The universe is full of an endless amount of amazing sights and astrology has taken my attention in the last few years.
From watching the Big Dipper rotate around the sky, to straining my eyes seeking out a shooting star, I love to spend hours just lying under the stars and attempting to photograph what I see.
Although I do not have a professional lens that can capture galaxies layered on top of each other because of the fact that the lenses cost more than a college semester, I still attempt to do my best with what I got.
My love for it started when I saw a huge influx of photos being posted on social media of the northern light and star patterns across Canada. I fell in love with the colours and the mix of depth and simplicity that astrophotography offers. Trying to find new photography projects is always on my mine and I saw this as a challenge.
Set out for the night I packed my car with too much equipment to drag through the dark, grabbed up a warm cup of Tim Horton’s coffee and picked up an old friend to find the darkest place possible.
With a little research done on how to compose a night time star photograph, we searched for a lake to use as light reflection to help show the northern lights. Driving up to the lake we noticed that other people had already made camp all along the sides trying to get the lucky chance to see and the finicky lights that dance through the sky.
Sad to say another attempt was classified as a loss since they did not come out in the time that we were there. But of course the cruel actions of mother nature refrained us from see them. 3 a.m. was when the lights were shining bright though the sky, mixing around the clusters of stars and mesmerizing the minds of spectators. Just not mesmerizing my mind. Which is most important.
As much as I love seeing photos of the sky’s across North America I would have loved even more If I was able to have some of those photos in my collection.

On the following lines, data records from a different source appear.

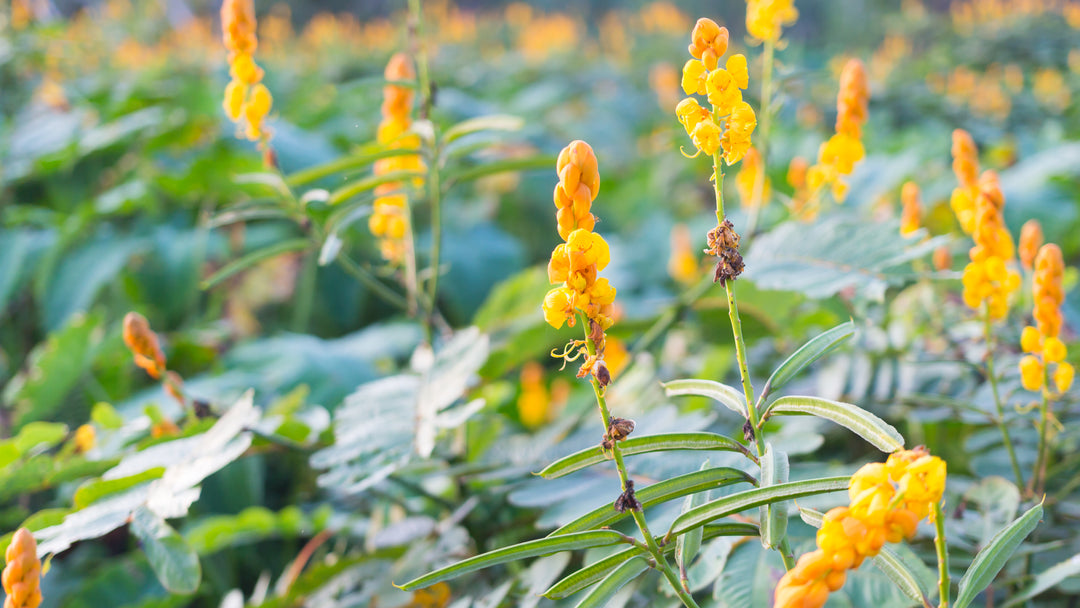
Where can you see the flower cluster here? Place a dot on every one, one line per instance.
(389, 220)
(147, 352)
(731, 122)
(1030, 240)
(966, 167)
(766, 17)
(575, 262)
(909, 216)
(837, 157)
(746, 179)
(888, 500)
(22, 576)
(246, 98)
(987, 280)
(1041, 341)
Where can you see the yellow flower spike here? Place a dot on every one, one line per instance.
(737, 66)
(1030, 240)
(693, 78)
(1031, 373)
(1030, 340)
(22, 575)
(1063, 377)
(723, 91)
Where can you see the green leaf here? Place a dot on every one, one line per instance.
(253, 258)
(661, 491)
(730, 397)
(687, 545)
(811, 351)
(994, 556)
(172, 559)
(835, 254)
(494, 122)
(1047, 579)
(498, 166)
(345, 163)
(369, 183)
(54, 368)
(879, 433)
(643, 444)
(106, 416)
(774, 471)
(35, 434)
(610, 585)
(96, 489)
(741, 501)
(529, 549)
(900, 564)
(581, 579)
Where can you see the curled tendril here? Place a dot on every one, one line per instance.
(572, 351)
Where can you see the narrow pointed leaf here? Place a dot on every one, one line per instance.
(774, 471)
(643, 444)
(610, 585)
(171, 557)
(585, 577)
(748, 499)
(253, 258)
(818, 347)
(994, 556)
(530, 549)
(879, 433)
(662, 491)
(687, 545)
(491, 122)
(728, 396)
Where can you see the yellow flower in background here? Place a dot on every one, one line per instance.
(909, 217)
(765, 18)
(246, 100)
(1030, 241)
(1042, 341)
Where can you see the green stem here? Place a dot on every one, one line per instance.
(943, 580)
(763, 138)
(997, 400)
(1039, 475)
(650, 541)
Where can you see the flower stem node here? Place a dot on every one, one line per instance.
(724, 243)
(626, 500)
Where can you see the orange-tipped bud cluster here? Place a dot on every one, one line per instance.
(909, 219)
(144, 345)
(22, 576)
(765, 18)
(837, 157)
(987, 279)
(389, 220)
(1030, 240)
(746, 180)
(575, 264)
(888, 500)
(966, 167)
(731, 122)
(1042, 341)
(247, 100)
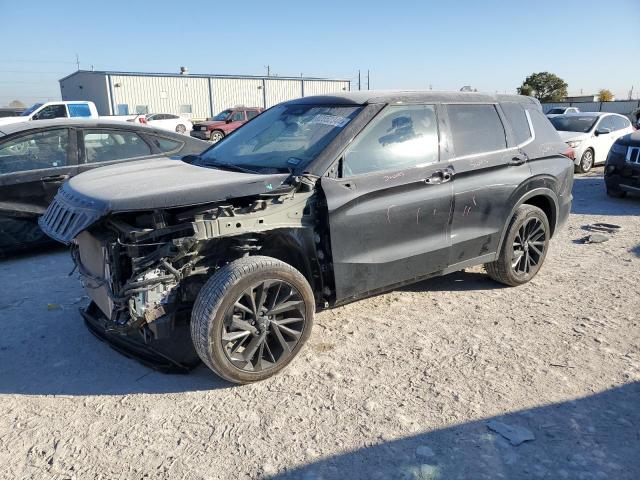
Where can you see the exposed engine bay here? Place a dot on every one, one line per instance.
(143, 270)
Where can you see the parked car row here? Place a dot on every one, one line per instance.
(37, 157)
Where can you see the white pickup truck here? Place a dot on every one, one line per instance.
(49, 110)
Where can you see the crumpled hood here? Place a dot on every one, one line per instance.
(162, 183)
(567, 136)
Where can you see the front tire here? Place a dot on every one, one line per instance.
(216, 136)
(251, 318)
(586, 161)
(524, 248)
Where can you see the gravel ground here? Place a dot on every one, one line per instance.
(403, 385)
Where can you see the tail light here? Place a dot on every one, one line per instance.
(570, 153)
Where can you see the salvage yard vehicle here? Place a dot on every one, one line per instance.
(224, 123)
(37, 157)
(51, 110)
(622, 169)
(591, 135)
(317, 202)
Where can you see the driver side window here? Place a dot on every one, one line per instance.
(46, 149)
(401, 136)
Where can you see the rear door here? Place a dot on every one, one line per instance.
(32, 168)
(389, 210)
(489, 167)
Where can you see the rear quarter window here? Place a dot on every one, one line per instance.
(517, 118)
(476, 129)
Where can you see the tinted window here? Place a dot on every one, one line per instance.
(476, 129)
(79, 110)
(620, 123)
(608, 123)
(166, 145)
(38, 150)
(237, 117)
(105, 145)
(51, 111)
(400, 137)
(518, 120)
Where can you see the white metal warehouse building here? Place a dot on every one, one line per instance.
(193, 96)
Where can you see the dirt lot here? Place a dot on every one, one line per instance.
(402, 385)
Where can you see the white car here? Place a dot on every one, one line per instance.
(591, 135)
(51, 110)
(167, 121)
(554, 112)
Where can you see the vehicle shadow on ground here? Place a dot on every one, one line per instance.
(455, 282)
(590, 198)
(595, 437)
(45, 347)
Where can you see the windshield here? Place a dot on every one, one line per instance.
(283, 138)
(31, 109)
(221, 116)
(566, 123)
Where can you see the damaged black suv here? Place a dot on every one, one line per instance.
(317, 202)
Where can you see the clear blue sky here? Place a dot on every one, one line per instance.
(491, 45)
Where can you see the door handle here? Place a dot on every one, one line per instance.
(518, 159)
(440, 176)
(55, 178)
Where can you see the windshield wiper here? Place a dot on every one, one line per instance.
(229, 166)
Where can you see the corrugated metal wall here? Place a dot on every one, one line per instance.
(320, 87)
(206, 96)
(162, 94)
(281, 90)
(231, 92)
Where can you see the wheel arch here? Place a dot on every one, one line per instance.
(543, 198)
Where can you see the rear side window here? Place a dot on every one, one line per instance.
(476, 129)
(518, 119)
(79, 110)
(400, 137)
(47, 149)
(106, 145)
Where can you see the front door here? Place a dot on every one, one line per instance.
(389, 210)
(32, 168)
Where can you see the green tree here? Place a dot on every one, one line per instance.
(605, 95)
(545, 86)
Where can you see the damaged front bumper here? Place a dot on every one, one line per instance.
(170, 355)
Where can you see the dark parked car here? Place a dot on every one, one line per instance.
(36, 158)
(317, 202)
(622, 170)
(224, 123)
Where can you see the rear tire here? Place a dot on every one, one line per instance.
(251, 318)
(524, 248)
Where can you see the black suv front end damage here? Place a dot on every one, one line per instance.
(143, 269)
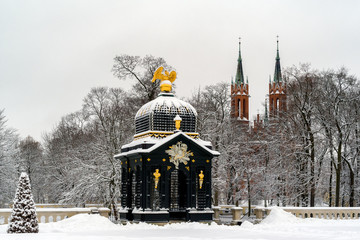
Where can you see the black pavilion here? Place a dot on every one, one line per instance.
(166, 169)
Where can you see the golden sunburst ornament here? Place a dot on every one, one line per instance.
(179, 154)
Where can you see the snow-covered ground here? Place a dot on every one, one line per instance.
(278, 225)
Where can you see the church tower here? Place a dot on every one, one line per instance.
(240, 94)
(277, 89)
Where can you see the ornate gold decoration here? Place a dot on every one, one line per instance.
(166, 80)
(156, 177)
(177, 120)
(201, 179)
(161, 135)
(179, 154)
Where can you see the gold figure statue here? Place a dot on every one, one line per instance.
(166, 79)
(201, 178)
(156, 177)
(177, 120)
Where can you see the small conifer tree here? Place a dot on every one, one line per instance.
(23, 217)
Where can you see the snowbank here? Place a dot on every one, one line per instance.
(278, 216)
(79, 223)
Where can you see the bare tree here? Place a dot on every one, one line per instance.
(142, 70)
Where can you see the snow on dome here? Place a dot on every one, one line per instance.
(159, 114)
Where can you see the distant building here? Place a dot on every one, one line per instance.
(240, 96)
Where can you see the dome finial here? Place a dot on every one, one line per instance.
(166, 79)
(177, 121)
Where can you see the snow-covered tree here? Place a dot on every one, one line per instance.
(23, 217)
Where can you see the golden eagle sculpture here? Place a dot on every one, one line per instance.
(166, 79)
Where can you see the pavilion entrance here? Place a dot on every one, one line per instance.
(178, 195)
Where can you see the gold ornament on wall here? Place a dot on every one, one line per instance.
(157, 176)
(179, 154)
(201, 179)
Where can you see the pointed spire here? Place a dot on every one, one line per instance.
(239, 79)
(277, 74)
(266, 119)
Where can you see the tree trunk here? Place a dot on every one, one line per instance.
(330, 185)
(249, 197)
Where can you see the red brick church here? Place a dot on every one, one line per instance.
(240, 95)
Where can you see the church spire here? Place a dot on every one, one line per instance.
(277, 74)
(239, 79)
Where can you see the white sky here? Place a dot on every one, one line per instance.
(53, 52)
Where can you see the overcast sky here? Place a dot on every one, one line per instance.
(53, 52)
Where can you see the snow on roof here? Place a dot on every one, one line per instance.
(201, 143)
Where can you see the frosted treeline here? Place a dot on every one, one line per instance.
(306, 156)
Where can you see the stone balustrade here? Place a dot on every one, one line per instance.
(229, 210)
(314, 212)
(46, 215)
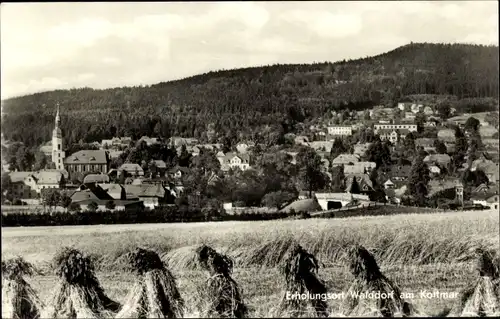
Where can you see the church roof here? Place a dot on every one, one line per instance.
(87, 157)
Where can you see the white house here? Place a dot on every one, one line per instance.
(233, 160)
(329, 201)
(396, 126)
(340, 130)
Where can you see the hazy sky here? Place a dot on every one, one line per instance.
(46, 46)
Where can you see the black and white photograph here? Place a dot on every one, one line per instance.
(250, 159)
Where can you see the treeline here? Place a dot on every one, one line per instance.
(249, 101)
(159, 215)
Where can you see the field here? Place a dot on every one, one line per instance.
(419, 252)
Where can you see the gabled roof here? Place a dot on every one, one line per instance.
(48, 177)
(88, 157)
(345, 159)
(160, 163)
(131, 167)
(362, 179)
(245, 158)
(177, 168)
(146, 190)
(16, 177)
(114, 190)
(424, 142)
(400, 170)
(439, 158)
(96, 178)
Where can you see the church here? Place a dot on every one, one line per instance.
(84, 161)
(53, 150)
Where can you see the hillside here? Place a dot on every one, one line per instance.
(255, 102)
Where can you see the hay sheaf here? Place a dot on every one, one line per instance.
(371, 293)
(184, 258)
(482, 298)
(221, 295)
(299, 269)
(266, 255)
(20, 301)
(154, 293)
(78, 293)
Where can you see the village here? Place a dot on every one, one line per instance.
(105, 185)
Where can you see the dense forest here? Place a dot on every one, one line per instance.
(253, 102)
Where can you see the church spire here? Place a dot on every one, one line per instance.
(58, 118)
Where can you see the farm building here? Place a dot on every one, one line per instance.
(329, 201)
(302, 205)
(132, 169)
(345, 159)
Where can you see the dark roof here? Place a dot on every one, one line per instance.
(117, 202)
(400, 170)
(88, 157)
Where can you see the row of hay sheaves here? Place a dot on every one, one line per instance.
(155, 294)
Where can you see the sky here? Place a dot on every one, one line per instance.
(47, 46)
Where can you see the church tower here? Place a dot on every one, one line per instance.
(57, 152)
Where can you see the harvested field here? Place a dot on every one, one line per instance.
(418, 252)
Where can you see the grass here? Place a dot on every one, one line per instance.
(417, 252)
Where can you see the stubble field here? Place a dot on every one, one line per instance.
(424, 252)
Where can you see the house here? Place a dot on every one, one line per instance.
(149, 140)
(161, 166)
(132, 169)
(116, 191)
(233, 160)
(114, 154)
(363, 180)
(360, 149)
(116, 143)
(151, 195)
(434, 169)
(490, 168)
(329, 201)
(399, 172)
(442, 160)
(410, 115)
(359, 168)
(345, 159)
(436, 185)
(428, 110)
(302, 205)
(322, 146)
(338, 130)
(177, 141)
(396, 126)
(485, 199)
(487, 131)
(446, 135)
(96, 178)
(243, 147)
(389, 184)
(96, 161)
(301, 140)
(178, 172)
(424, 142)
(27, 185)
(393, 136)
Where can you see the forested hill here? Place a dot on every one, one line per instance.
(255, 101)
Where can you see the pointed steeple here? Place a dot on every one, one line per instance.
(58, 118)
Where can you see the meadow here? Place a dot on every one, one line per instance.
(419, 252)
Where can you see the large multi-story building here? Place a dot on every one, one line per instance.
(396, 126)
(340, 130)
(94, 161)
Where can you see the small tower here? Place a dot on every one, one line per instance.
(459, 191)
(57, 152)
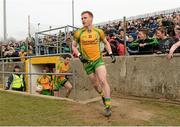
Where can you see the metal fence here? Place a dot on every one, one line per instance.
(7, 67)
(57, 38)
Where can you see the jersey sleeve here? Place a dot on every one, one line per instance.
(76, 35)
(102, 35)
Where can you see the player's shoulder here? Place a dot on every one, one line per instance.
(100, 31)
(79, 31)
(97, 29)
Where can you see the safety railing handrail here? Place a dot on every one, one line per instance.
(59, 54)
(32, 73)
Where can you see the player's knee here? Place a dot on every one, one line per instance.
(70, 87)
(103, 81)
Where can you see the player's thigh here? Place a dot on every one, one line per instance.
(101, 73)
(93, 78)
(68, 85)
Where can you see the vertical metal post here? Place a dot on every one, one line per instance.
(73, 14)
(57, 48)
(36, 44)
(125, 25)
(74, 81)
(30, 76)
(29, 30)
(5, 30)
(3, 73)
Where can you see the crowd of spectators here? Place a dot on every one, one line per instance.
(148, 35)
(13, 48)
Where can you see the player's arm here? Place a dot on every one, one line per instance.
(107, 46)
(172, 49)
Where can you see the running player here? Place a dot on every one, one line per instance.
(88, 39)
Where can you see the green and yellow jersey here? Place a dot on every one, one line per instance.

I have to say nothing is more frustrating than leaving a night with no sight of the northern lights and waking up to see thirty people saying how amazing they were with a flood of incredible photographs.
But there will be a time for me to experience the beauty for the first time. Maybe I’m in the wrong place with the wrong people? Maybe it’s meant to be shared with someone special? Or the strongest possibility to mask my frustration, maybe I made mother nature mad because I haven’t been the nicest to her.
Whatever the reason I will still hunt out every once in a while to try and experience the northern lights. In the mean time I would say my astrophotography has improved and I’m not complaining with what I’ve seen and what I have captured.